The problem for Rouhani is that the U.S. withdrawal from the Iran nuclear deal all but ruined his plan. With the Iranian economy already in shambles and with sanctions due to return in August, it’s unclear how the president can craft a new one. Iran has some $90 billion in foreign reserves, and though these reserves may buy the government some time, they won’t buy very much of it. The government already tried to benchmark the rial in April, but the policy failed quickly, forcing Tehran to discontinue it in June. The government has also tried the scapegoat approach, having recently arrested around 60 people and charged them with “economic disruption,” but these people’s incarcerations have convinced no one that the economy is now healthy.

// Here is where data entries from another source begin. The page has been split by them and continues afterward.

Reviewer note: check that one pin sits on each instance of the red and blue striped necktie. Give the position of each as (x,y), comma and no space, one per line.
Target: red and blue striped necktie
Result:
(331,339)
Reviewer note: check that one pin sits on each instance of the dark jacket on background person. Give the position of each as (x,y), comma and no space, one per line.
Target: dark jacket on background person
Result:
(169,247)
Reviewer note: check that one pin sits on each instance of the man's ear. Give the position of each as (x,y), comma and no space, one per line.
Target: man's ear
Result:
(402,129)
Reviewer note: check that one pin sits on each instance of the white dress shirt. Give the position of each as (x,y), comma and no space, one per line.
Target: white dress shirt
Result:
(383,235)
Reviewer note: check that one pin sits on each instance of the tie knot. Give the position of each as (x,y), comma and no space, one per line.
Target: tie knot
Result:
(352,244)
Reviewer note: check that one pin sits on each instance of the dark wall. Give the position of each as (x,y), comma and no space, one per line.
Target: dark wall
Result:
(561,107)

As for the IRGC, it isn’t interested in removing Rouhani from power, at least not by a coup. The IRGC’s legitimacy is derived from its role as protector of the revolution, and a putsch would call that legitimacy into question. The IRGC is more interested in co-opting the system and harnessing power within it than it is in ousting the regime itself. It may not see eye to eye with Rouhani on all matters of state (and to be clear, the IRGC thought the nuclear deal was doomed to fail from the start), but revolution and the uncertainty that surrounds it are more detrimental to its bottom line than a president with whom it disagrees.

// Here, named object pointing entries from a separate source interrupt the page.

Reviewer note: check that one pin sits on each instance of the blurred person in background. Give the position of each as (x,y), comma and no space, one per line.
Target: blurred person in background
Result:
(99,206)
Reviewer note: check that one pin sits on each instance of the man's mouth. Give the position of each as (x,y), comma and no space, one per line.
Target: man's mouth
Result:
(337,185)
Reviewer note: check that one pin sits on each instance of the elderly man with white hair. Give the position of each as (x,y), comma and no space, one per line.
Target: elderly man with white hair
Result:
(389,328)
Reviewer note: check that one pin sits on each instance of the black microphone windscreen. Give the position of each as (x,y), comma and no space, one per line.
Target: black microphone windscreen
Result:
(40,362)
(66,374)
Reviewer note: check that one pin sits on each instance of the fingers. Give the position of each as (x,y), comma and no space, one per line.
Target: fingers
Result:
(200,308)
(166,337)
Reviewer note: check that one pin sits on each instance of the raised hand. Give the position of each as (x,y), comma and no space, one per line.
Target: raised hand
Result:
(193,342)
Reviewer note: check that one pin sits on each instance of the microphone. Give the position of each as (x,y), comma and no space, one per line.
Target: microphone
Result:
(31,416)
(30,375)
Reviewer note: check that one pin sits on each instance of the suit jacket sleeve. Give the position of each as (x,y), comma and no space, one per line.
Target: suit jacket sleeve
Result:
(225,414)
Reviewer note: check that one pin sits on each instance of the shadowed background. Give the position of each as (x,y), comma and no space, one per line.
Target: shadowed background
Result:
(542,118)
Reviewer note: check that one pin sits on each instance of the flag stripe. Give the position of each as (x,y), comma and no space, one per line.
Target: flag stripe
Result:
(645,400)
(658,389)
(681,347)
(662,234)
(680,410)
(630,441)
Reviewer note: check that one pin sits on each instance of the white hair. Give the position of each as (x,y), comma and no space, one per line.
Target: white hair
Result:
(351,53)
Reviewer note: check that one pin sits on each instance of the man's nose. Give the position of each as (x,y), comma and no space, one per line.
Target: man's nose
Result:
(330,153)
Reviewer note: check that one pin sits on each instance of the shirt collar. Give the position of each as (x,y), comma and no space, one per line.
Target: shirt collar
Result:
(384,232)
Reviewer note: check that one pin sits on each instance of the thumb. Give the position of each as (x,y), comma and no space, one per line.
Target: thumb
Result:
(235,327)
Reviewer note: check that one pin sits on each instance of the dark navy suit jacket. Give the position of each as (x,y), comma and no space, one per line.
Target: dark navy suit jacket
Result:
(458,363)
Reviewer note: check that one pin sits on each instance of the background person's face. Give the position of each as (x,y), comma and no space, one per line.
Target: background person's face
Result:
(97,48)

It’s therefore unclear what exactly Jafari meant in his letter when he called for revolutionary action. What is clear is that the IRGC is giving Rouhani just enough rope to hang himself while sending a message that it stands with the Iranian people, just in case. Doing so undercuts Rouhani’s power and deflects anger away from the IRGC, whose costly ambitions in Iraq, Syria and Lebanon have aroused the ire of protesters. Even if the Rouhani administration does stabilize the situation, there is still no clear path for economic success, increasing the likelihood that a pro-IRGC candidate could win the next elections.
Unlike in incidents past, these protesters are not just students. These are ordinary citizens who are quickly losing their life savings and are struggling to put food on their tables. So far, their numbers are small enough not to threaten the government, but if the value of the rial keeps falling and inflation keeps rising, that may not be the case for long. The IRGC letter seems to be preparing for an outcome in which Iran may have to call in the IRGC to clear the streets and restore order – which the IRGC will have to spin.
It’s unlikely that this will happen, but the situation is now such that it can’t be dismissed. The worse the situation gets for everyday Iranians and the harder it is for Iranian economic elites to make money, the more unpredictable conditions on the ground may become, and the higher the possibility for a single event to lead to a spontaneous protest movement large enough to force very difficult decisions on Iran’s leadership. That the IRGC is hedging its bets shows how seriously it takes the risk, however remote it may be.